Judgment of the High Court:

  1. In rejecting Mr Gujra's judicial review, the High Court found that (i) the CPS policy was lawful and (ii) the decision made in relation to his prosecution was rational. In addressing the 2009 policy, the court recognised but ultimately dismissed the view expressed by Laws LJ in R v Director of Public Prosecutions, ex p. Duckenfield [2000] 1WLR 55, a case concerning a private prosecution against two retired police constables connected to the Hillsborough football disaster. Laws LJ stated that applying the 'reasonable prospect' test when considering private prosecutions would emasculate section 6 (1) of the 1985 Act as "the very premise of section 6(1) must be that some cases will go to trial which the DPP himself chooses not to prosecute." The High Court disagreed and concluded that applying the 'reasonable prospect' test was lawful, as section 10(1) of the 1985 Act requires the Code for Crown Prosecutors to be applied to any case. The court further found that the CPS must be entitled to take a view on the prospect of conviction, regardless of who institutes proceedings.

Judgment of the Supreme Court:

  1. The five strong bench held, by a majority of 3 to 2 (Lord Mance and Lady Hale dissenting), that the new 'realistic prospect of conviction' threshold as set out in the CPS policy did not frustrate the constitutional importance of being able to bring private prosecutions and that this was a more relevant question than 'no case to answer'.
  1. Lord Wilson, who delivered the leading judgment, commented that the question as to whether an ordinary member of the public can bring a private prosecution was not the question the court were required to focus on in this case.
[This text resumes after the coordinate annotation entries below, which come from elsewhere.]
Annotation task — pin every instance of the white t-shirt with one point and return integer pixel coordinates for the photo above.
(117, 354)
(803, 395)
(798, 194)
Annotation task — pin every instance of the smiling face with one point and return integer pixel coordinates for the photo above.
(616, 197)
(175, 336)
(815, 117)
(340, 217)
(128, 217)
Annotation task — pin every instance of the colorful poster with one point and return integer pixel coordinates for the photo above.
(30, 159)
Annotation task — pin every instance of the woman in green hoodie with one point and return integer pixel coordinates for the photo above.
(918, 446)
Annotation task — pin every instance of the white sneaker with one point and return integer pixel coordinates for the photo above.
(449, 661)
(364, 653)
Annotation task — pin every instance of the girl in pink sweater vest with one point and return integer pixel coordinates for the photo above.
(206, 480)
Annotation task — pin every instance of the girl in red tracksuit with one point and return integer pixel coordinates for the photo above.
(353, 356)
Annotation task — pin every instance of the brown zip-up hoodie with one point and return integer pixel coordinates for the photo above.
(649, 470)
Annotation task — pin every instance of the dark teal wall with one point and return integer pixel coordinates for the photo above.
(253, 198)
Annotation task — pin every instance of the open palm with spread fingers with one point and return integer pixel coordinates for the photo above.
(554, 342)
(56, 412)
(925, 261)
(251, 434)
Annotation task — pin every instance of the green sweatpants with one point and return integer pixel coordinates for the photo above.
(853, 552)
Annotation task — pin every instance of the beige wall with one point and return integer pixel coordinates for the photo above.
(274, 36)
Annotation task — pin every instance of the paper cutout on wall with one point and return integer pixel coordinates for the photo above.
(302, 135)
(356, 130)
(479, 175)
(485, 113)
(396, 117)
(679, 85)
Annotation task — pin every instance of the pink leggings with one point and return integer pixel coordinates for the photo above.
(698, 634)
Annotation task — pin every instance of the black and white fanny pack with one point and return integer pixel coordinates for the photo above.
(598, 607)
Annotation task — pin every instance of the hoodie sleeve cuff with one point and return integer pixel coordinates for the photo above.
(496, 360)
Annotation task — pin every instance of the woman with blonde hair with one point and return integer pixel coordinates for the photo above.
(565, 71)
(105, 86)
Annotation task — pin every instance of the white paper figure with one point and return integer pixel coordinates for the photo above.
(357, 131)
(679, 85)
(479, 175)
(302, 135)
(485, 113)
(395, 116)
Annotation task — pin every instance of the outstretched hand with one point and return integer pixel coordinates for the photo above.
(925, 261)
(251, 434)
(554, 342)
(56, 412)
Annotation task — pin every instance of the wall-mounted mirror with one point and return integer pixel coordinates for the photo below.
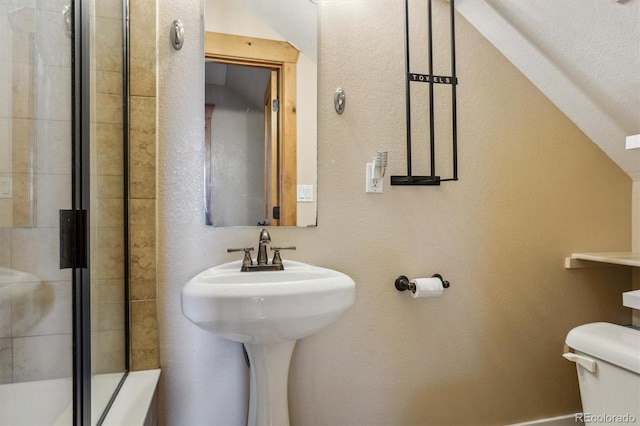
(260, 112)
He noted that whatever the debate as to constitutional importance of the right, the fact is, that, by section 6 of the 1985 Act Parliament chose, albeit in qualified terms, to re affirm the right of private prosecutions. He stated that the question the court must answer is whether, in applying the 'reasonable prospect' test, the DPP frustrates the policy and objects which underpin section 6 of the 1985 Act?
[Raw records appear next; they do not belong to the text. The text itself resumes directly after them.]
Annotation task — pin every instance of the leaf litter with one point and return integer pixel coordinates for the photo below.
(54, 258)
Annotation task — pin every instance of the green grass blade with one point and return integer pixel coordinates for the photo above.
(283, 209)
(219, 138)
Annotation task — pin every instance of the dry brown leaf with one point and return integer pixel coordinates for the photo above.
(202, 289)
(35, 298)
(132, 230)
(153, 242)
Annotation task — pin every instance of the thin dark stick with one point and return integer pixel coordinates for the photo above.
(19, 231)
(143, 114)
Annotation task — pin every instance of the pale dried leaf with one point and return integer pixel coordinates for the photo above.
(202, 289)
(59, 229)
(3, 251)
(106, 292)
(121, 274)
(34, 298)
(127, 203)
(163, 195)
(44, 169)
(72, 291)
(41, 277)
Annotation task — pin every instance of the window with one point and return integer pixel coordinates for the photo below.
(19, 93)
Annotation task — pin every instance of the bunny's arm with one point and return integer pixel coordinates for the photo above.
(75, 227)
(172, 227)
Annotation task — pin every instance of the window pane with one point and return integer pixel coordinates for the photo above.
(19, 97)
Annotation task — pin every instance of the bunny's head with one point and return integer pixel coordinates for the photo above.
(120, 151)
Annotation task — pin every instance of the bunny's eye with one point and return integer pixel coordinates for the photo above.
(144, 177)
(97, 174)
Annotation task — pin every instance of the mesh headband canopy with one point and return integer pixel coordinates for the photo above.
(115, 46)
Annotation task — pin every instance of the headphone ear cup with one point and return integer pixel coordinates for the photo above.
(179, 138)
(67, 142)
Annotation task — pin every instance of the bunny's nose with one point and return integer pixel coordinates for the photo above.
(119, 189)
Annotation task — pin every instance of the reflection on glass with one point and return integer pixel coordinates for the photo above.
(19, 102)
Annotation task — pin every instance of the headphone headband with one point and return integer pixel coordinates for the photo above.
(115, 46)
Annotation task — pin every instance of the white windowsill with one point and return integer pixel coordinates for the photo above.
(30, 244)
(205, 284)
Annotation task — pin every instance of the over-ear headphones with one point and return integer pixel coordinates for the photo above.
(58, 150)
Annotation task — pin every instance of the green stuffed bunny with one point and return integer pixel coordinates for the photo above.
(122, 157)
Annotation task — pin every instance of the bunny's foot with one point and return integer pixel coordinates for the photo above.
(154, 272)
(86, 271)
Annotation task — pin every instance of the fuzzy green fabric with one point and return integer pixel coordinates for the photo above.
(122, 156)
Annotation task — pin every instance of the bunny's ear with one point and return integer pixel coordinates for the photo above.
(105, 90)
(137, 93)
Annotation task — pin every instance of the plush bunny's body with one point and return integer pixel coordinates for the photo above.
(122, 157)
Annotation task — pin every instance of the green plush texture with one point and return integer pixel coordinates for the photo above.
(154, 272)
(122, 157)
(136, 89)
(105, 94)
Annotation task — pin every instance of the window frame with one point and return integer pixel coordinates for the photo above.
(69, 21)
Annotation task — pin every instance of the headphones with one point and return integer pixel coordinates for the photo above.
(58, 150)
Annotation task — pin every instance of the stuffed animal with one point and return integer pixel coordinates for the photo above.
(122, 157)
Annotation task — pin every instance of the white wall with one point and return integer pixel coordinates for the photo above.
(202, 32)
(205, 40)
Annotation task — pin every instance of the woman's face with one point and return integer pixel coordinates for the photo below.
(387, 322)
  1. In dismissing the appeal the majority were particularly persuaded by the need for consistency in conducting all prosecutions, no matter whether they are commenced by a private person or a public prosecution agency. They expressed clear concern that an inconsistent approach could lead to a defendant being subject to a private prosecution where there was no evidence giving rise to a realistic prospect of conviction and that this would provide him or her with legitimate grounds for grievance. The majority were also conscious that in applying the more stringent test it protected against the wasting of scarce court resources, which inevitably would lead to the undermining of public confidence. In confirming that private prosecutions have continued in spite of the change of policy in 2009 Lord Wilson highlighted illustrations of private prosecutions which are currently brought and therefore survive the current test. Furthermore Lord Wilson acknowledged what the DPP himself acknowledged, that by para 2.3 of the Code for Crown Prosecutors the DPP would act unlawfully if he were to adopt a rigid approach to the application of his policy in determining whether to institute proceedings and that any determination made by the DPP would be amendable to judicial review.
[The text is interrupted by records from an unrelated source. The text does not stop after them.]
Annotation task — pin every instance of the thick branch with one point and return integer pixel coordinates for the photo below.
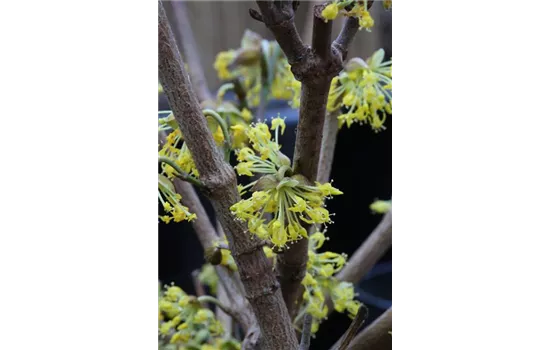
(240, 308)
(374, 247)
(259, 282)
(354, 327)
(375, 336)
(189, 47)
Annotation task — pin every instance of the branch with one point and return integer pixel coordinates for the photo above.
(328, 147)
(260, 284)
(211, 299)
(279, 18)
(199, 289)
(344, 39)
(315, 68)
(374, 247)
(223, 125)
(354, 327)
(306, 332)
(241, 309)
(307, 32)
(322, 32)
(375, 336)
(225, 319)
(190, 51)
(181, 174)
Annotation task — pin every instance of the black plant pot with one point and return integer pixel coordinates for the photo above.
(362, 169)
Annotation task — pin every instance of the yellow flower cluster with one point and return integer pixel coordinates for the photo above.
(184, 322)
(231, 114)
(320, 281)
(245, 63)
(177, 150)
(364, 91)
(290, 198)
(171, 202)
(358, 10)
(381, 207)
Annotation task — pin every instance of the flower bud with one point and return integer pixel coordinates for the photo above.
(213, 255)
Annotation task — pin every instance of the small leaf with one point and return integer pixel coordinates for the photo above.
(376, 59)
(302, 180)
(247, 57)
(213, 255)
(265, 183)
(354, 64)
(287, 182)
(163, 180)
(283, 159)
(227, 107)
(250, 39)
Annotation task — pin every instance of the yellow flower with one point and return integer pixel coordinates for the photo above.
(218, 136)
(362, 92)
(330, 12)
(223, 60)
(244, 64)
(202, 316)
(381, 207)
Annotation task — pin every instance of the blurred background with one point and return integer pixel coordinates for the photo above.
(362, 167)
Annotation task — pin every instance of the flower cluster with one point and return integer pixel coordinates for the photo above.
(183, 321)
(233, 117)
(171, 202)
(350, 8)
(319, 282)
(260, 64)
(381, 207)
(363, 90)
(292, 199)
(175, 150)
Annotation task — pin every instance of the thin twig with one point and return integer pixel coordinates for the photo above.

  1. In her strongly worded dissenting judgment, Lady Hale felt that the new policy emasculated the right of the private individual and left them at the mercy of the prosecuting authority. The possibility of judicially reviewing a decision was, for Lady Hale, unlikely and the new policy threatened rights under Article 3 and 8 of the ECHR.
  1. Therefore the current CPS policy on discontinuing prosecutions remains good law, but only just. The lengthy judgments given by all five judges demonstrate the difficult questions faced by the court. The one cohesive element that ran throughout every judgment however, was the respect each had for maintaining the right to bring private prosecutions. The problem lay in deciding how best this would be managed. The arguments put forward in favour of the current test were both practical and sensible. Applying this threshold does not eliminate private prosecutions; it simply promotes consistency and therefore fairness.